Un cúmulo de casualidades y sucesiones aritméticas, bajo cuyo peso desaparecían en la arena civilizaciones milenarias y decenas de gatitos tristes morían levemente ahogados en una bañera de agua tibia, propiciaba que Selmo se encontrara aquella tarde de finales de agosto dando patadas a las piedras con un chicle de melancolía pegado en la suela del zapato -paseo inestable por la playa con el espigón repujando las más groseras olas de la marea baja-.
Si hacía memoria de los grandes éxitos de aquel verano se le presentaban –imagen de ese cielo de fondo de los carteles de helados Frigo- una jerarquía de instantes fallidos –strike uno- o envenenados por su propia desidia –strike dos-, en los que siempre aparecía él ante el muy holgazán pelotón de fusilamiento del tiempo perdido. Un frágil tendido eléctrico cuyos conmutadores encenderían presente, pasado y el bote de un pescador durante la noche: un día se fijaba, por casualidad, en una palmera enferma del paseo marítimo porque le encontraba un misterioso parecido con un antiguo profesor de Historia conocido por su delicada salud; al día siguiente se acercaba a tocar la palmera –sólo rozarla, para comprobar si seguía viva- y dos meses después estaba dando un rodeo de cincuenta kilómetros de camino al cine porque presentía que si no tocaba esa palmera todo saldría mal y la cita sería un fracaso, el profesor moriría y la película no estaría a la altura de las cinco estrellas con las que ya la había puntuado en su portal de cine favorito de Internet, con lo que estaría toda la noche pensando que al llegar a casa no podía olvidar corregir esa puntuación y, claro, Celine notaría su nerviosismo o lo tomaría por desinterés ante la sugerente conversación -dilema que ella le planteaba con la copa aún intacta –sus bragas: oportunidad y uso-.
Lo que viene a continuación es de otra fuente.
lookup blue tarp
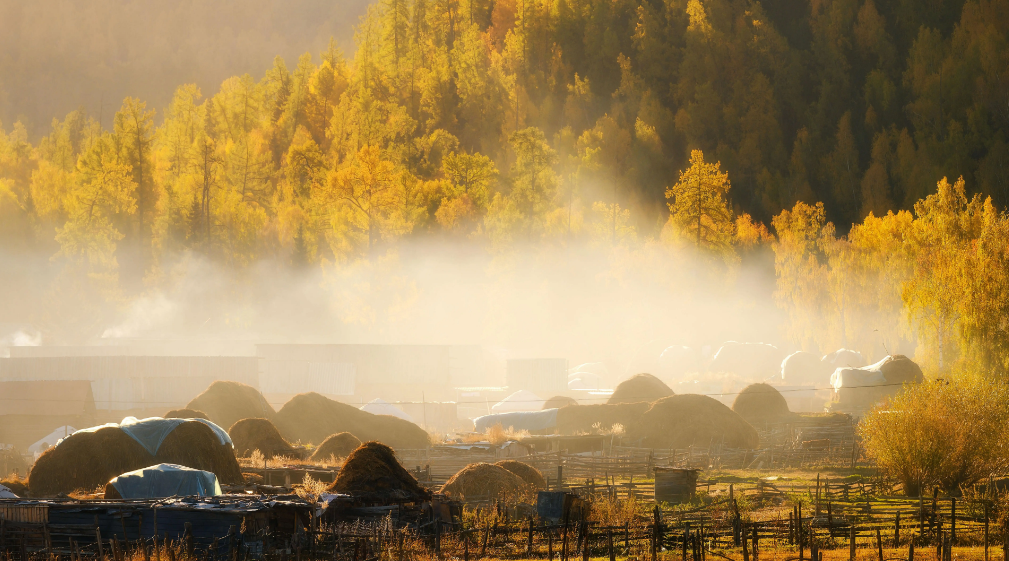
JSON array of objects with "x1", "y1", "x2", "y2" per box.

En los silencios –el restaurante italiano tenía espejos en las paredes- Celine siempre apostaba por esa mirada de nunca llegarás de verdad a conocerme, pero al levantarse de la mesa Selmo había notado que el plato de Celine había desaparecido bajo una montaña de servilletas de papel perfectamente dobladas –y eso que apenas había probado bocado-. De alguna manera, eso le reconfortó.
La casa de Celine olía a jardín napolitano y sonaba a rancheras de medio pelo. Las escaleras crujían como un barco. Llamó a su gato con un susurro pero la casa le devolvió un eco submarino, dijo que era lo normal. Estuvieron un rato en la habitación. Ella no lo dejó entrar en el baño, dijo que había una fuga. Selmo empezó a pensar que nada iba a salir bien -además era alérgico a los gatos- y, de repente, supo que el profesor de Historia estaba en trance de muerte y que, si no acudía en aquel preciso momento a tocar la palmera enferma del paseo marítimo, moriría sin remedio; pero no quería perder a Celine.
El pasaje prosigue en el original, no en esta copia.